As for quadratic polynomial trend

par_est$d
##              [,1]
## [1,] 566.58554323
## [2,]   6.22423087
## [3,] -10.68986435
## [4,]   0.02730697
## [5,]  -0.02599832
## [6,]   0.07907762
## [7,]  -0.00386215

The coefficient of Z is so small that it may be ignored.

par_est$eff.df
## [1] 609.1969
par_est$lnProfileLike
## [1] -4691.364
pre = predict(par_est, xnew = test_X, Z = test_Z)
RMSE = mean((pre-test_y)^2)/median(test_y)
RMSE
## [1] 0.1412453

Model evaluation

As for linear polynomial trend

par_est2$d
##               [,1]
## [1,] 105.311988795
## [2,]  -0.154836179
## [3,]  -2.111269961
## [4,]  -0.003804903

The coefficient of Z is so small that it may be ignored.

par_est2$eff.df
## [1] 571.8559
par_est2$lnProfileLike
## [1] -4702.465
pre2 = predict(par_est2, xnew = test_X, Z = test_Z)
RMSE2 = mean((pre2-test_y)^2)/median(test_y)
RMSE2
## [1] 0.1472223

Model evaluation

From above output, we can know that the log Profile likelihood for lambda of model 1 is larger than model 2, and this implies the good fitness of the former. Furthermore, the behavior of RMSE in model 1 is smaller than that in model 2. In view of goodness of fit and interpretability with relatively smaller RMSE, we choose model 1. In fact, the covariance model also can be selected, but the prediction effect of candidate models have no obvious difference, so the \(Mat\acute{e}rn\) model with flexible parameters is used to fit the model of the whole data set.

Prediction by Matern model

## parameter estimation
#(fields use great circle distances, approxiamte the earth by a ball)
par_est_whole = spatialProcess(train_X,train_y,Z=train_Z,
                               mKrig.args = list(m = 3),
                               Distance = "rdist.earth",
                               cov.args = list(Covariance = "Matern",smoothness = 1))
# where m=3 means quadratic form
print(par_est_whole)
sigma.square = as.numeric(par_est_whole$sigma.MLE)^2     # nugget variance (sigma^2)  4.225
rho = as.numeric(par_est_whole$rho.MLE)                  # process variance (rho)   60.12
theta = as.numeric(par_est_whole$theta.MLE)              # range parameter (theta)  150.646(miles) 
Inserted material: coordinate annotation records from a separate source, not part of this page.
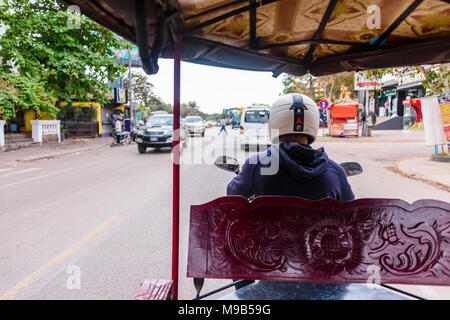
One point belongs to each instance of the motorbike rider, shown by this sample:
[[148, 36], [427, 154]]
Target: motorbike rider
[[302, 170]]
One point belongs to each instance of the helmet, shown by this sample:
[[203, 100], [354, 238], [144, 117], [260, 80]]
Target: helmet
[[294, 113]]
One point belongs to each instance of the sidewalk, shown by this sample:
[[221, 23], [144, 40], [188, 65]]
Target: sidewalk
[[52, 150], [423, 169]]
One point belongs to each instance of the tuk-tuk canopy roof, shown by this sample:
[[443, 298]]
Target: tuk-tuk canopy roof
[[292, 36]]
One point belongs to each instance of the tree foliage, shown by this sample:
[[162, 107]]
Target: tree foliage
[[435, 77], [329, 87], [69, 60], [24, 92]]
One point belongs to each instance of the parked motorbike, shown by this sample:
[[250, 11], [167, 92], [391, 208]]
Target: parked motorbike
[[121, 138]]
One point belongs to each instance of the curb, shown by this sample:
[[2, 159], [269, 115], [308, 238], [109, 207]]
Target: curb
[[58, 154]]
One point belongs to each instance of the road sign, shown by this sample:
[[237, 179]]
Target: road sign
[[323, 104]]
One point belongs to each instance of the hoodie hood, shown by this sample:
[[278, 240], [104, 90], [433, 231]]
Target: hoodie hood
[[302, 161]]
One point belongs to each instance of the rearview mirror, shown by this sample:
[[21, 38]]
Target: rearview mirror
[[351, 168], [227, 163]]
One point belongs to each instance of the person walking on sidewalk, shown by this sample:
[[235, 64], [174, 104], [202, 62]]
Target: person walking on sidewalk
[[223, 125]]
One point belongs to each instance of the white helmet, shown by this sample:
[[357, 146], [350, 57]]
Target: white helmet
[[294, 113]]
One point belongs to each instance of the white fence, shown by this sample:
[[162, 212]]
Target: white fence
[[40, 128], [2, 133]]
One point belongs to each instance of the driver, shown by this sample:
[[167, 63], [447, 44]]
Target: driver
[[302, 170]]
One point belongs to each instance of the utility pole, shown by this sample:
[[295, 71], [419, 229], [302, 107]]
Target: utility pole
[[130, 91]]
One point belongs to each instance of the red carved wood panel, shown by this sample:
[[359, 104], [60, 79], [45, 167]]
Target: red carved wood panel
[[294, 239], [154, 289]]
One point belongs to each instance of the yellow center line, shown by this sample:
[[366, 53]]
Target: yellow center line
[[56, 260]]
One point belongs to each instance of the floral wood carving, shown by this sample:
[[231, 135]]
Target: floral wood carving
[[293, 239]]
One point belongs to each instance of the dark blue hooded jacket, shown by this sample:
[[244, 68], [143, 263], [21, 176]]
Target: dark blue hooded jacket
[[302, 172]]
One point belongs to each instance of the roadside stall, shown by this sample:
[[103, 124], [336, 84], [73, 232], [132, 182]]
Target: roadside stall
[[412, 114], [294, 37], [344, 119]]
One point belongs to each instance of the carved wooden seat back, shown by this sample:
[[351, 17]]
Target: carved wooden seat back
[[294, 239]]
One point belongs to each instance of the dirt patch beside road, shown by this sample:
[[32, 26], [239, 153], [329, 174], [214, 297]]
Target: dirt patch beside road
[[423, 169]]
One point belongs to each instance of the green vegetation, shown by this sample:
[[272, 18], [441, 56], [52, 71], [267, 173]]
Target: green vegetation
[[49, 55]]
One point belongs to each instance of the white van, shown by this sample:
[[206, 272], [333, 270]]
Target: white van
[[255, 127]]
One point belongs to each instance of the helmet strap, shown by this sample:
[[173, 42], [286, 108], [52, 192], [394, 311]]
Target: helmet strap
[[299, 108]]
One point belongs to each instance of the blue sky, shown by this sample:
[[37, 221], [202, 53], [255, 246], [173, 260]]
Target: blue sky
[[216, 88]]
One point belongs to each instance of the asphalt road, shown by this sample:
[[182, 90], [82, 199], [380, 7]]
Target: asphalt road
[[105, 215]]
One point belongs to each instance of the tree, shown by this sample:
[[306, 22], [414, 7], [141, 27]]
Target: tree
[[24, 92], [435, 77], [143, 91], [331, 87], [71, 61]]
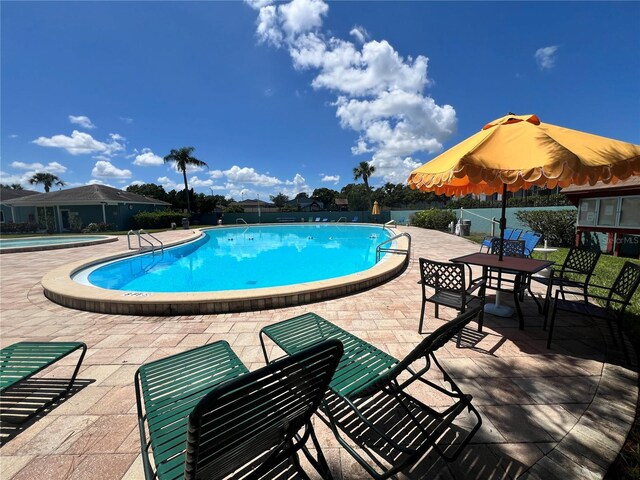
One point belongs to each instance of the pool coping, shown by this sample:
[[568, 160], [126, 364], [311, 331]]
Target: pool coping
[[60, 288], [58, 246]]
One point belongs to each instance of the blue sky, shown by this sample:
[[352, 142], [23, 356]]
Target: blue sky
[[289, 97]]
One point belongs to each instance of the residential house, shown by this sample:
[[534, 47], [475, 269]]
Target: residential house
[[82, 206]]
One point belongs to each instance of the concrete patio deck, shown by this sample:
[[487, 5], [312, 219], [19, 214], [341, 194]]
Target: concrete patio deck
[[560, 413]]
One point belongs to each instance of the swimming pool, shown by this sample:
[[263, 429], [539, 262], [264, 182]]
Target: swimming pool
[[245, 258], [27, 244], [129, 292]]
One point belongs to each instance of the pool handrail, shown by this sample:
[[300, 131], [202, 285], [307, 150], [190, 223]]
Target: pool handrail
[[380, 248], [153, 247]]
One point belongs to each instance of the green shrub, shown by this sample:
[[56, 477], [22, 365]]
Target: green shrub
[[434, 218], [558, 227], [162, 219], [99, 227]]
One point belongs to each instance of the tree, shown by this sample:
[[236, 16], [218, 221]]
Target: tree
[[325, 195], [364, 170], [183, 159], [279, 200], [46, 179]]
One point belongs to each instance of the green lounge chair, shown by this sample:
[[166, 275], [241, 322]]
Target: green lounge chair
[[22, 360], [207, 416], [367, 399]]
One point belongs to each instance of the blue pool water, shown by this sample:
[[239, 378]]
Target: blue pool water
[[246, 257], [39, 241]]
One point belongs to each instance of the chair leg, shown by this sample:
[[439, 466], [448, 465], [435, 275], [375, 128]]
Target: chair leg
[[553, 320], [424, 303]]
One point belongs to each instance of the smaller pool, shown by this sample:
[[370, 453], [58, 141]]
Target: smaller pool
[[28, 244]]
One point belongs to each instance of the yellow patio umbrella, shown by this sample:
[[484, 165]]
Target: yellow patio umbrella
[[515, 152]]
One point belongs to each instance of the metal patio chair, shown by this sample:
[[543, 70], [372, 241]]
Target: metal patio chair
[[451, 288], [368, 402], [617, 299], [207, 416], [576, 272]]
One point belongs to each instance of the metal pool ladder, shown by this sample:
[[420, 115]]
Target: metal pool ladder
[[141, 238], [381, 248]]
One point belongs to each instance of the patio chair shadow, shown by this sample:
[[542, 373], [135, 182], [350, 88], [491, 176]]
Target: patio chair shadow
[[27, 402]]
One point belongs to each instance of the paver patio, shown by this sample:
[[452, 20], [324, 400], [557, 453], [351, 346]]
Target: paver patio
[[560, 413]]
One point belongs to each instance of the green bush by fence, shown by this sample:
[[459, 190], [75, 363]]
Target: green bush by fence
[[434, 218], [557, 227], [162, 219]]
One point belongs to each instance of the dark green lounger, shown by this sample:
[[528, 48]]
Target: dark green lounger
[[22, 360], [368, 399], [207, 416]]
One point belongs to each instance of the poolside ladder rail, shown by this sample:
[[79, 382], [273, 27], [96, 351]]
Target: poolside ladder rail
[[141, 232], [381, 248]]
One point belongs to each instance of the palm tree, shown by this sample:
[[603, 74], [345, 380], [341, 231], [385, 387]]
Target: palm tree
[[183, 158], [364, 170], [46, 179]]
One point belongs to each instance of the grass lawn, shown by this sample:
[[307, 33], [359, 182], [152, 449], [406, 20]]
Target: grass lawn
[[627, 465]]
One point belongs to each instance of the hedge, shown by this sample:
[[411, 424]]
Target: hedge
[[434, 218]]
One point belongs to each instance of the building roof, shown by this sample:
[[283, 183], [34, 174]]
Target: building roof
[[88, 194], [630, 183], [11, 194]]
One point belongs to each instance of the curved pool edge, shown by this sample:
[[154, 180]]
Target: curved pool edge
[[59, 246], [60, 288]]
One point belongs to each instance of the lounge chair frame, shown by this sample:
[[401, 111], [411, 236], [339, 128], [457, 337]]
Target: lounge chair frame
[[23, 360], [367, 378], [209, 417]]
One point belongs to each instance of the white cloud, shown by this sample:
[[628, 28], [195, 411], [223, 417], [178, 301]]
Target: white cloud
[[195, 182], [51, 167], [148, 159], [279, 23], [82, 121], [546, 57], [80, 143], [248, 175], [330, 178], [380, 94], [105, 169], [99, 182], [359, 33], [169, 184]]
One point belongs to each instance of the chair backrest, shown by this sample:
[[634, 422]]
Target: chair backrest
[[442, 275], [511, 248], [625, 284], [531, 240], [435, 340], [581, 260], [247, 417]]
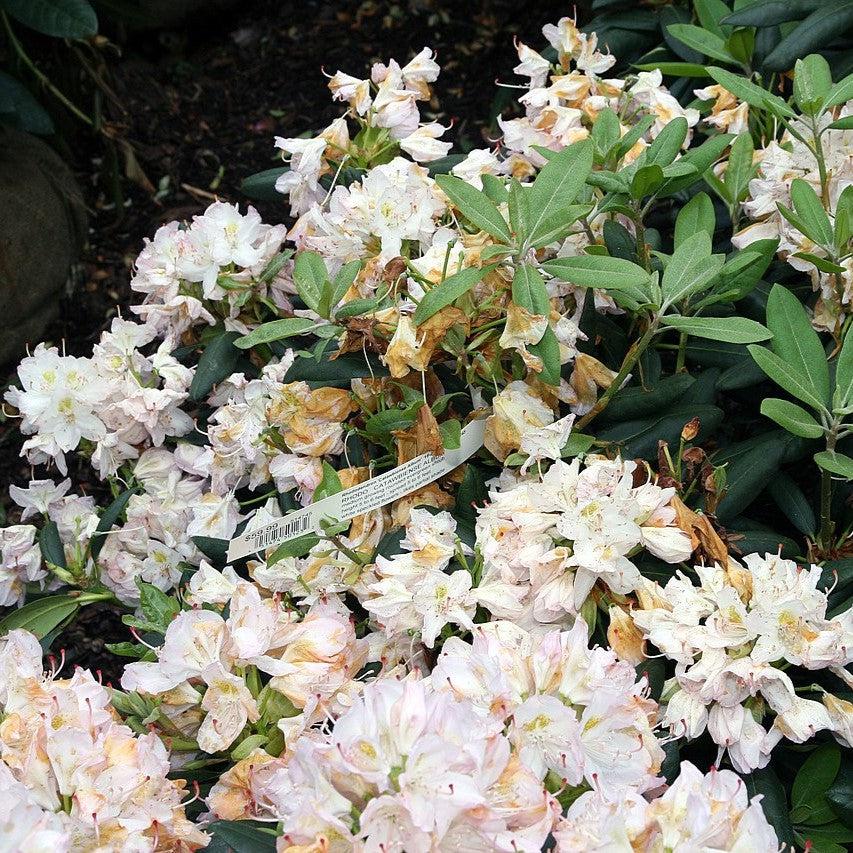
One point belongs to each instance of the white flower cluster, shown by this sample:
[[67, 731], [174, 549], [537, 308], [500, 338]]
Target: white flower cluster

Construct the prediction region

## Create testing data by meshgrid  resolution of (60/50)° x (25/50)° of longitude and latitude
lon_num = 50
lat_num = 50
lon_seq = seq(-125,-65,length.out=lon_num)
lat_seq = seq(25,50,length.out=lat_num)

## Restrict the grid to the USA mainland
require(mapdata) 
tmp <- map('worldHires', 'Usa', fill=TRUE, plot=FALSE) 
require(maptools) 
US.boundary <- map2SpatialPolygons(tmp, IDs = tmp$names, proj4string = CRS(as.character(NA))) 
US.bbox.grid <- SpatialPoints(cbind(rep(lon_seq,length(lat_seq)), 
                                    rep(lat_seq,each=length(lon_seq)))) 
gridded(US.bbox.grid) <- TRUE
US.grid <- US.bbox.grid[!is.na(over(US.bbox.grid, US.boundary)),] 
Z = as.matrix(rep(mean(Z_new),length(US.grid@coords[,1])))
pre_whole = predict(par_est_whole, xnew = US.grid@coords,Z = Z) # Z is not necessary

Plot of krigged temperature

spatial pattern of the residuals after fitting

range(par_est_whole$residuals)
## [1] -13.14837  18.24184

The range of the fitted residuals is \((-13.14837,18.24184)\), and the bubble diagram reflects the overall fitted effect of the spatial model with the quadratic polynomial trend and \(Mat\acute{e}rn\) covariance, except that a few coordinates have a large deviation in the predicted value which could be a result of high elevation.